W ciągu roku w Polsce organizowane są spotkania, seminaria i targi w których uczestniczą polscy i rosyjscy przedsiębiorcy. Zdaniem organizatorów duża frekwencja świadczy o tym, że stosunki handlowe między naszymi krajami poprawiają się.
Jednak te optymistyczne wyliczenia nie idą w parze z rzeczywistością - przekonują eksperci z Krajowej Izby Gospodarczej. Według nich wzrost eksportu nie jest zasługą naszych przedsiębiorców.
Chodzi o to, że do 1 maja towary wysyłane były przez Litwę i Łotwę. Wtedy najwięcej zarabiali pośrednicy.
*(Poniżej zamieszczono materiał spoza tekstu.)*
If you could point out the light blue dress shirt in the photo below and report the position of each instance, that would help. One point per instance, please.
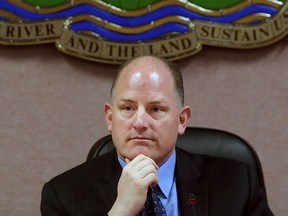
(167, 184)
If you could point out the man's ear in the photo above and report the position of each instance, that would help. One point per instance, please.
(184, 117)
(108, 116)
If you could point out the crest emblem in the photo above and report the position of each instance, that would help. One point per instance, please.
(113, 31)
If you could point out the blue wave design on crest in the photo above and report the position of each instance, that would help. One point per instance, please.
(110, 35)
(137, 21)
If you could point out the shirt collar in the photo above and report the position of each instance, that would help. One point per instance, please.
(165, 173)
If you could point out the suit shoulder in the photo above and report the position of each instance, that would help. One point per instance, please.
(88, 169)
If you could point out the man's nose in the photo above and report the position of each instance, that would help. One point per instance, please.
(141, 120)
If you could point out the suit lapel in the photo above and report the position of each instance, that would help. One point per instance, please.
(111, 176)
(189, 185)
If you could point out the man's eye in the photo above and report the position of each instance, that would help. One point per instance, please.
(156, 109)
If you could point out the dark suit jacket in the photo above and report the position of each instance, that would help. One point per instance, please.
(222, 187)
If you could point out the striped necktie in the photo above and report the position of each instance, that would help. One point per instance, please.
(153, 205)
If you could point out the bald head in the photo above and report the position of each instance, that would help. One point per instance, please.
(152, 64)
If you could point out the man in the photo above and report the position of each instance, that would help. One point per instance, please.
(145, 116)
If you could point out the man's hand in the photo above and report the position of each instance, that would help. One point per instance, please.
(135, 179)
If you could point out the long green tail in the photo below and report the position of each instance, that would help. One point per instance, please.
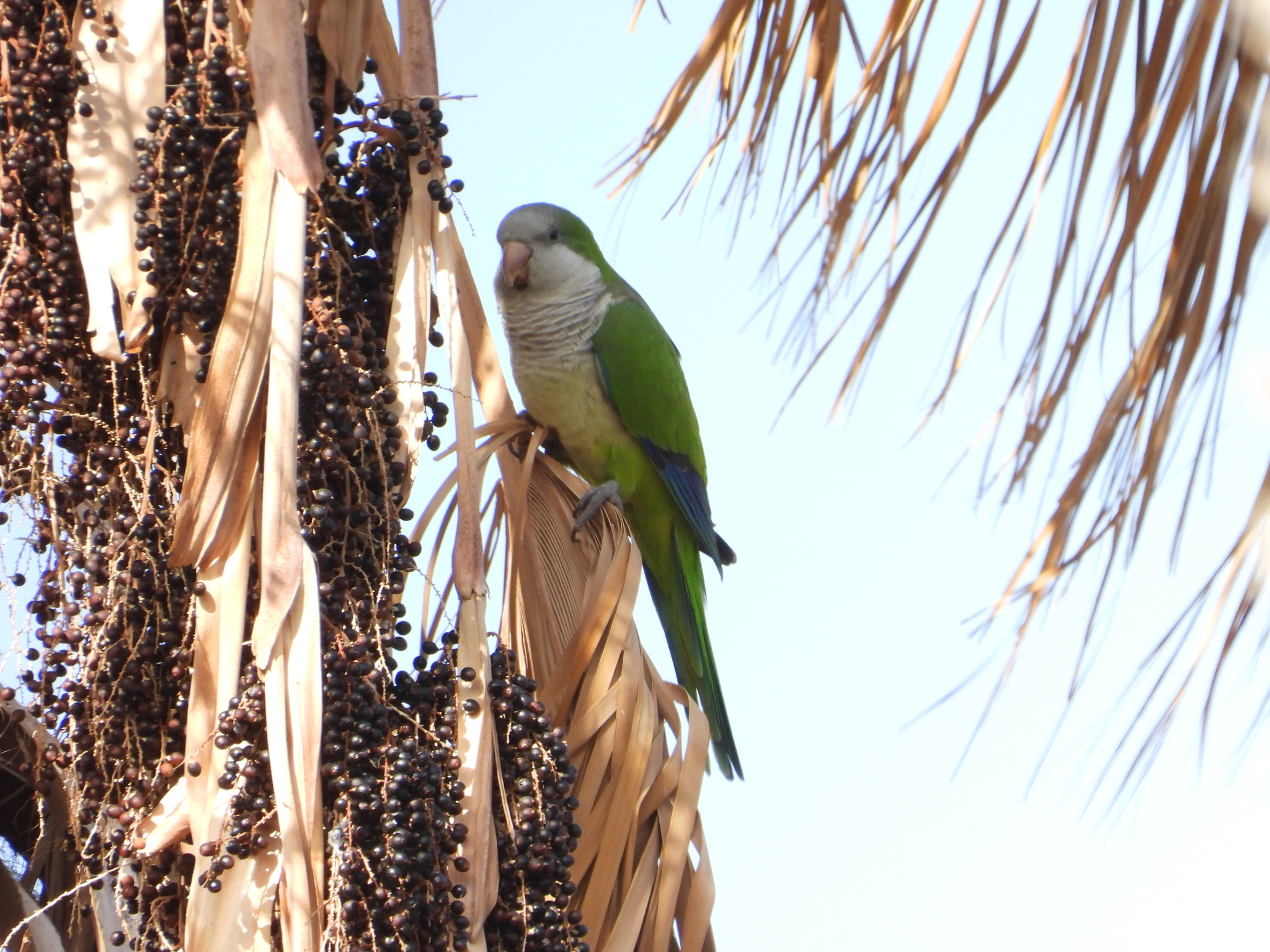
(680, 601)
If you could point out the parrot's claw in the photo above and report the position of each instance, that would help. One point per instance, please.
(588, 507)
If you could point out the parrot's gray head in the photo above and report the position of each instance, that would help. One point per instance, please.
(548, 252)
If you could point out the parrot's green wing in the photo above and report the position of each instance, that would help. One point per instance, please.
(639, 366)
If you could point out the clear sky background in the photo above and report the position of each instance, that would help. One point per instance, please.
(859, 564)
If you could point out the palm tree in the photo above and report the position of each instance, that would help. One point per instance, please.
(849, 170)
(226, 248)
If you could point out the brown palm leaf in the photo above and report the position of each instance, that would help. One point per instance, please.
(1199, 110)
(567, 612)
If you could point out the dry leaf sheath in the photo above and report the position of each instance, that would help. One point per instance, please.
(224, 259)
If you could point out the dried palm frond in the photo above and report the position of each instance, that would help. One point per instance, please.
(1196, 71)
(567, 617)
(235, 754)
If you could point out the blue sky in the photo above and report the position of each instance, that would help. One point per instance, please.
(859, 564)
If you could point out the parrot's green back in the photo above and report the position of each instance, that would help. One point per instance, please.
(668, 516)
(595, 364)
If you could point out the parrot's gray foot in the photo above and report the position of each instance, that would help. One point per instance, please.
(588, 507)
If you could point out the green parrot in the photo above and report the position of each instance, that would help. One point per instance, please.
(595, 364)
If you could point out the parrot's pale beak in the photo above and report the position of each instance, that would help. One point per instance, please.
(516, 265)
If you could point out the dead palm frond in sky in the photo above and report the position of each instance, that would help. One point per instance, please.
(1165, 98)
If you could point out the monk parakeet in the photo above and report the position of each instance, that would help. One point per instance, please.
(596, 366)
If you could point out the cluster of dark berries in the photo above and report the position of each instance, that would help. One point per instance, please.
(536, 842)
(187, 188)
(438, 191)
(389, 762)
(241, 730)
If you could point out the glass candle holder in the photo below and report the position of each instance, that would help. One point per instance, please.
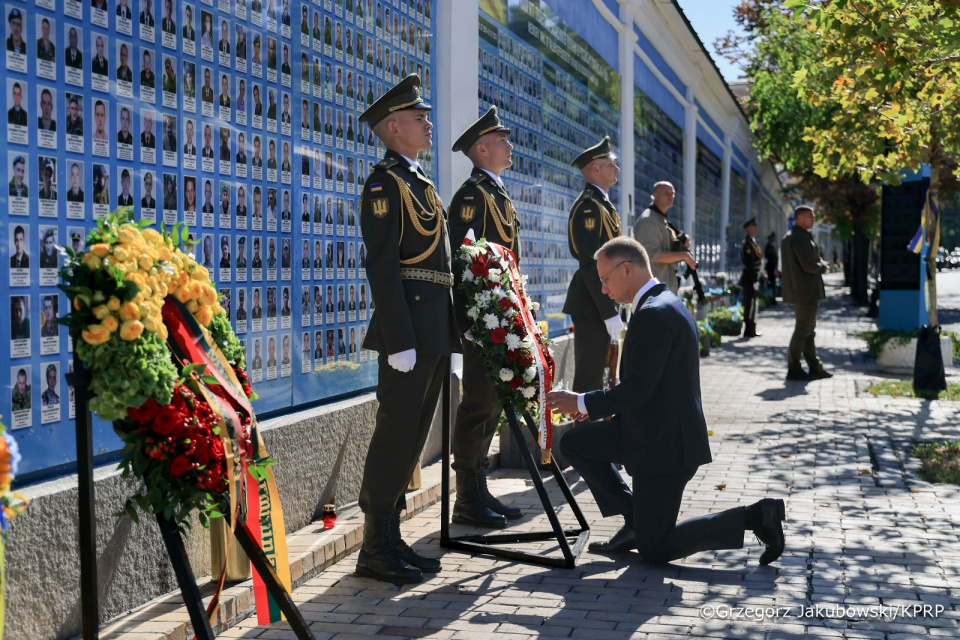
(329, 516)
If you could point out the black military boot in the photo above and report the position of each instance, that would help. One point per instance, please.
(406, 552)
(493, 503)
(379, 560)
(469, 507)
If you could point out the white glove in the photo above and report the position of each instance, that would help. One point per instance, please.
(404, 361)
(614, 325)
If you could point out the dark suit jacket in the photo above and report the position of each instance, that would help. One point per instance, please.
(586, 232)
(416, 314)
(657, 402)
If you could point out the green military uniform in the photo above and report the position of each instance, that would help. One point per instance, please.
(752, 258)
(593, 221)
(408, 265)
(480, 204)
(802, 285)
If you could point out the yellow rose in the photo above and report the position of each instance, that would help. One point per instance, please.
(95, 334)
(101, 250)
(131, 329)
(182, 294)
(91, 261)
(204, 316)
(208, 295)
(129, 311)
(128, 234)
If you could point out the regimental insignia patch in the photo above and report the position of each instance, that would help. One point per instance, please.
(380, 207)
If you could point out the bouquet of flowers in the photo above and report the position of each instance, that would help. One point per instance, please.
(512, 344)
(120, 290)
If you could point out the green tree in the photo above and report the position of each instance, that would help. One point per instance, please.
(889, 77)
(773, 48)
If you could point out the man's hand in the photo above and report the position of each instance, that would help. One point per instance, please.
(564, 402)
(614, 325)
(404, 361)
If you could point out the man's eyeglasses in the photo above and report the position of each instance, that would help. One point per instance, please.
(604, 279)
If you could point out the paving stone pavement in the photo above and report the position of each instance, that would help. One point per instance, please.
(867, 543)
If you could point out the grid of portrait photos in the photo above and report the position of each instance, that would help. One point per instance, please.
(554, 117)
(237, 117)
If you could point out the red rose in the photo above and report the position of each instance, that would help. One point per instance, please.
(180, 465)
(479, 270)
(146, 412)
(167, 421)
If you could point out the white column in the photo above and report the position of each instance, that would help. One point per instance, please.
(690, 166)
(456, 104)
(725, 198)
(627, 151)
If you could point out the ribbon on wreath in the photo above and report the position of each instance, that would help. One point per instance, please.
(255, 507)
(546, 368)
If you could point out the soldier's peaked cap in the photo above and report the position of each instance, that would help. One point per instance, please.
(405, 95)
(487, 123)
(600, 150)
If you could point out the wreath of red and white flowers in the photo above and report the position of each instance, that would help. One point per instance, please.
(511, 341)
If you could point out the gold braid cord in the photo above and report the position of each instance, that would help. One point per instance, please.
(417, 212)
(504, 222)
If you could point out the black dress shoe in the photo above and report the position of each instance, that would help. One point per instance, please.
(623, 541)
(771, 531)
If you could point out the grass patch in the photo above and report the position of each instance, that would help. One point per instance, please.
(904, 389)
(940, 461)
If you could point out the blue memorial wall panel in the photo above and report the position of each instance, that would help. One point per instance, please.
(238, 118)
(560, 96)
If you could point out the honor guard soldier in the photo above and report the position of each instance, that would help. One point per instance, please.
(752, 257)
(413, 328)
(483, 206)
(593, 221)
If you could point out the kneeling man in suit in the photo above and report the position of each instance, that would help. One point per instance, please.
(657, 430)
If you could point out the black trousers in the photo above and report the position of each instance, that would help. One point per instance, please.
(590, 343)
(408, 402)
(593, 448)
(477, 415)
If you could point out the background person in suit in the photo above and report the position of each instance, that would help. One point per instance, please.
(593, 221)
(802, 272)
(657, 431)
(481, 205)
(414, 329)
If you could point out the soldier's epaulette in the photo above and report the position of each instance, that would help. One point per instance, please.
(387, 163)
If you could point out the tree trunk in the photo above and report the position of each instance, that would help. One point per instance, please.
(861, 263)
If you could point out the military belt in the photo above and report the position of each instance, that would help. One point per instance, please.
(427, 275)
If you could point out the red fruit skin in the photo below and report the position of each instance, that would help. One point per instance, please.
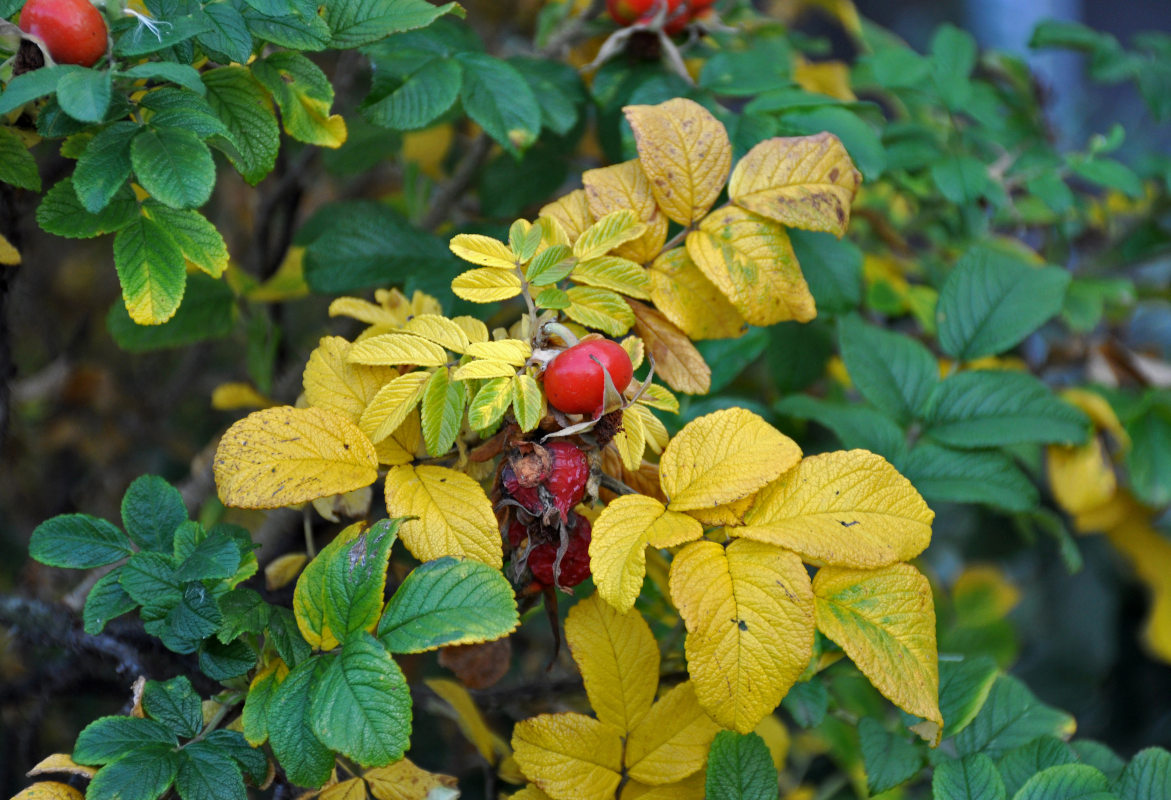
(73, 29)
(574, 381)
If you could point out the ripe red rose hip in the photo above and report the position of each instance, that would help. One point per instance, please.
(574, 382)
(73, 29)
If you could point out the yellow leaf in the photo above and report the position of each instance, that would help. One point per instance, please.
(610, 272)
(331, 382)
(453, 514)
(618, 660)
(438, 329)
(806, 182)
(885, 621)
(685, 152)
(625, 186)
(676, 359)
(617, 549)
(751, 260)
(672, 740)
(721, 457)
(514, 351)
(61, 763)
(569, 756)
(285, 456)
(403, 780)
(748, 612)
(484, 251)
(691, 301)
(844, 508)
(283, 569)
(572, 213)
(486, 285)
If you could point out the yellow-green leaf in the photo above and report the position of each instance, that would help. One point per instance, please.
(569, 756)
(721, 457)
(285, 456)
(885, 621)
(618, 660)
(748, 612)
(806, 182)
(394, 349)
(453, 515)
(685, 152)
(751, 260)
(846, 508)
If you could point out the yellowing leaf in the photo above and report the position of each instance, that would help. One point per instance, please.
(672, 740)
(676, 359)
(625, 186)
(748, 612)
(721, 457)
(486, 285)
(618, 660)
(751, 260)
(481, 250)
(617, 549)
(685, 154)
(691, 301)
(453, 514)
(844, 508)
(569, 756)
(885, 621)
(395, 349)
(285, 456)
(806, 182)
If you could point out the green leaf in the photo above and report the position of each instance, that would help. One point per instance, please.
(151, 269)
(499, 100)
(1068, 781)
(971, 778)
(105, 601)
(889, 759)
(143, 774)
(356, 22)
(991, 408)
(176, 704)
(207, 773)
(1148, 777)
(109, 738)
(173, 165)
(739, 767)
(992, 301)
(18, 166)
(362, 705)
(1011, 717)
(894, 371)
(77, 541)
(151, 511)
(247, 111)
(445, 602)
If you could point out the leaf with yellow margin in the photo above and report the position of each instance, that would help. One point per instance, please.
(751, 260)
(723, 457)
(748, 612)
(617, 548)
(885, 621)
(685, 154)
(844, 508)
(453, 515)
(569, 756)
(691, 301)
(676, 359)
(285, 456)
(672, 740)
(625, 186)
(806, 182)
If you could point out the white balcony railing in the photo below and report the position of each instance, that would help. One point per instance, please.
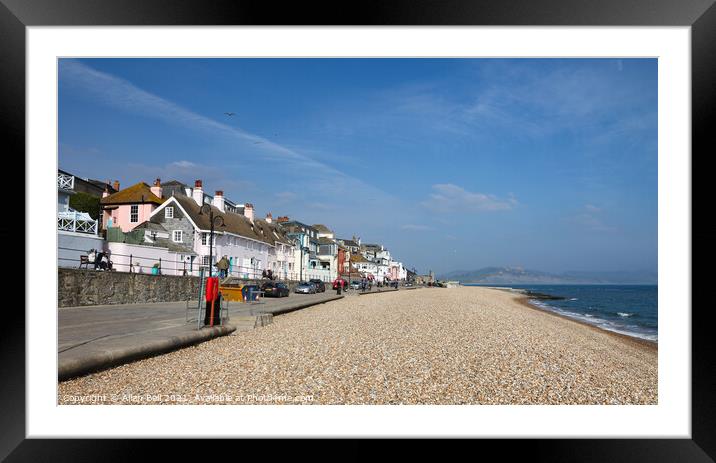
(66, 182)
(79, 222)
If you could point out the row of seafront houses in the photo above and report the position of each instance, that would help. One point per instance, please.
(165, 228)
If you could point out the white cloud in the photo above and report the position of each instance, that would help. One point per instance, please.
(591, 218)
(414, 227)
(183, 164)
(447, 197)
(119, 93)
(284, 196)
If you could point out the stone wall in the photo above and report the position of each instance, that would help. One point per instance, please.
(89, 287)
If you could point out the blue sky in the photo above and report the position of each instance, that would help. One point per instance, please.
(453, 164)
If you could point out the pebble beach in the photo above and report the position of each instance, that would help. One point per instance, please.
(465, 345)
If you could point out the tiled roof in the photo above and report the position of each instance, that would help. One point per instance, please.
(320, 228)
(135, 194)
(358, 258)
(234, 223)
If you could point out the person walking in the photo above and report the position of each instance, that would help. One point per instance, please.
(222, 266)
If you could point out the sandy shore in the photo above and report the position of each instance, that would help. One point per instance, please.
(466, 345)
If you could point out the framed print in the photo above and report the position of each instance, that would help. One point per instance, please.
(411, 220)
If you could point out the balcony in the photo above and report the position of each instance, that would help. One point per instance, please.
(78, 222)
(65, 182)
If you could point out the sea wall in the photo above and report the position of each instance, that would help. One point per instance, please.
(90, 287)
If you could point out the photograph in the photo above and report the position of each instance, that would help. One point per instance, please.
(358, 231)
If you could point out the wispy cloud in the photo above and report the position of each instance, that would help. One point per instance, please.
(447, 197)
(183, 164)
(119, 93)
(416, 227)
(254, 152)
(285, 196)
(591, 218)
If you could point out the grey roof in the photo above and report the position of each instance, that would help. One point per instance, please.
(172, 246)
(320, 228)
(233, 223)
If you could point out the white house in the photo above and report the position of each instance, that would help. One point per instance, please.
(245, 243)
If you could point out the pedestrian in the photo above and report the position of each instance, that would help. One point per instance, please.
(222, 266)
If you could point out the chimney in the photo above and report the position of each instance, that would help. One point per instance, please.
(219, 200)
(249, 211)
(157, 188)
(198, 193)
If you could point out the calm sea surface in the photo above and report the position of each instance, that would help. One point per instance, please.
(626, 309)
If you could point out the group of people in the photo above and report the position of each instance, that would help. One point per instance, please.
(100, 259)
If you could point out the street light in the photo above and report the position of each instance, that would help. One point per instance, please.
(219, 220)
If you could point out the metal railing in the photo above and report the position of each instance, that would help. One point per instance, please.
(145, 264)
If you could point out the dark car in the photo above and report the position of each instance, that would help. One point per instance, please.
(320, 285)
(250, 292)
(340, 281)
(274, 289)
(305, 288)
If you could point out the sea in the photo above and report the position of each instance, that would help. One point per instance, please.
(627, 309)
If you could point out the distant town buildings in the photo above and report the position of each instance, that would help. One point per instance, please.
(165, 228)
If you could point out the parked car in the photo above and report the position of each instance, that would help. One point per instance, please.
(305, 288)
(250, 292)
(275, 289)
(319, 284)
(338, 281)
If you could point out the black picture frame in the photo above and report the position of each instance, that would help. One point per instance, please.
(16, 15)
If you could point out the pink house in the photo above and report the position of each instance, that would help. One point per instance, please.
(129, 207)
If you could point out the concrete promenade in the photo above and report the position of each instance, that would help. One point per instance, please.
(92, 338)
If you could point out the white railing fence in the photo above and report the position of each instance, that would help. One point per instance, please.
(66, 182)
(79, 222)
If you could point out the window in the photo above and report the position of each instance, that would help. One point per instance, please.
(205, 239)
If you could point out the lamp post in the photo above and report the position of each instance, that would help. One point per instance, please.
(213, 220)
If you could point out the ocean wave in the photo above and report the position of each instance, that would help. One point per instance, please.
(631, 330)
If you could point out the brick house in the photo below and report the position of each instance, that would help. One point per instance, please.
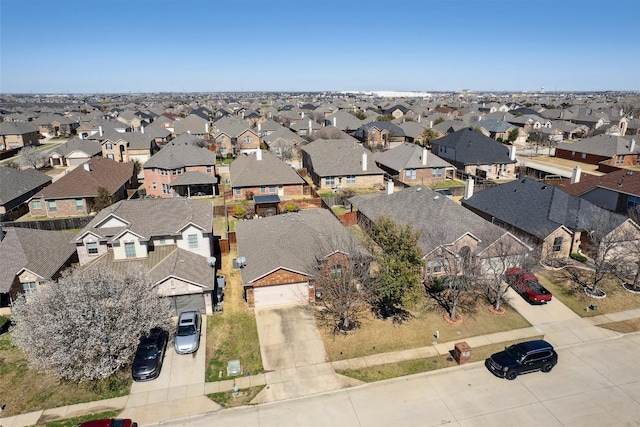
(171, 239)
(181, 169)
(611, 150)
(18, 134)
(412, 164)
(279, 269)
(261, 173)
(339, 163)
(75, 192)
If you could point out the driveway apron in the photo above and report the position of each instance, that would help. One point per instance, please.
(293, 355)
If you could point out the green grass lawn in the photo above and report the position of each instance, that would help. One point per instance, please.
(232, 336)
(25, 390)
(409, 367)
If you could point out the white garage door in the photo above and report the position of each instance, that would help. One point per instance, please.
(269, 296)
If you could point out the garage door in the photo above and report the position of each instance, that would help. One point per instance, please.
(269, 296)
(187, 302)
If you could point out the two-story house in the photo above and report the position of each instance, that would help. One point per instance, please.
(171, 239)
(181, 169)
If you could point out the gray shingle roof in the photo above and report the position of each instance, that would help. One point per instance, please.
(42, 252)
(15, 182)
(180, 153)
(293, 241)
(247, 171)
(601, 145)
(472, 148)
(537, 208)
(339, 157)
(89, 147)
(153, 217)
(409, 156)
(424, 209)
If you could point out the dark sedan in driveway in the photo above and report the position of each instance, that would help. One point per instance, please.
(147, 362)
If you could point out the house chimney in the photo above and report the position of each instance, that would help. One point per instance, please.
(575, 176)
(468, 188)
(389, 187)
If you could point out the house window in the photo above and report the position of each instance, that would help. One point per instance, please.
(92, 248)
(193, 241)
(29, 288)
(410, 174)
(130, 249)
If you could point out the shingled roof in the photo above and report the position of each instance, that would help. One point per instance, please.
(471, 148)
(293, 241)
(259, 169)
(538, 209)
(42, 252)
(151, 217)
(81, 182)
(340, 157)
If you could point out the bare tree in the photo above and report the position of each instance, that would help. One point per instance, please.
(86, 325)
(507, 251)
(31, 157)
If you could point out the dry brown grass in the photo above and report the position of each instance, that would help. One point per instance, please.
(381, 336)
(617, 299)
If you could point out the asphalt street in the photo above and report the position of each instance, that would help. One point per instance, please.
(594, 384)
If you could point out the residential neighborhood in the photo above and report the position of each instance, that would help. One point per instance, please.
(295, 225)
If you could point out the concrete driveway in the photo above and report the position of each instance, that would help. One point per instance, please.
(293, 355)
(178, 389)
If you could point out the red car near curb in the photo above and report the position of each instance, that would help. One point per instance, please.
(526, 284)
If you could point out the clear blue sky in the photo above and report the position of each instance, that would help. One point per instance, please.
(52, 46)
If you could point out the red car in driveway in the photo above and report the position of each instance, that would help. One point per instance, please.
(526, 284)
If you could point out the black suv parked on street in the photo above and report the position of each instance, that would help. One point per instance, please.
(529, 356)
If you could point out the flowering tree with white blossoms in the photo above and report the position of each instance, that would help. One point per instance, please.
(86, 325)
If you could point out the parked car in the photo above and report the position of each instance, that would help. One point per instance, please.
(522, 358)
(526, 284)
(187, 339)
(147, 362)
(109, 422)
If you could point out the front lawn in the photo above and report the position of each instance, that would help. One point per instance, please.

Od dnia akcesji sytuacja się zmieniła. Teraz nasze towary eksportowane są bezpośrednio do Rosji.
Brak odpowiednich standardów, kulejąca polityka handlowa oraz brak certyfikatów- to wciąż podstawowe przeszkody na drodze do rosyjskiego rynku. Rosjanie wiedzą, że towar przez nich importowany jest droższy, dlatego chcą na terenie Federacji wybudować swoje zakłady. Polscy producenci widząc zagrożenie dokładają wielu starań, aby być konkurencyjnymi i nie zniknąć z tego rynku. Ich zdaniem tylko szybkie obniżenie kosztów może przynieść efekt. Jednak z tą opinią nie zgadzają się eksperci.
Do tej pory Rosjanie najchętniej kupowali od nas mięso. Ale ta sprzedaż w ostatnim czasie kuleje. Ekspertom z Krajowej Izby Gospodarczej brakuje optymizmu. Mówią, że wszystko wskazuje na to, że będzie tylko gorzej.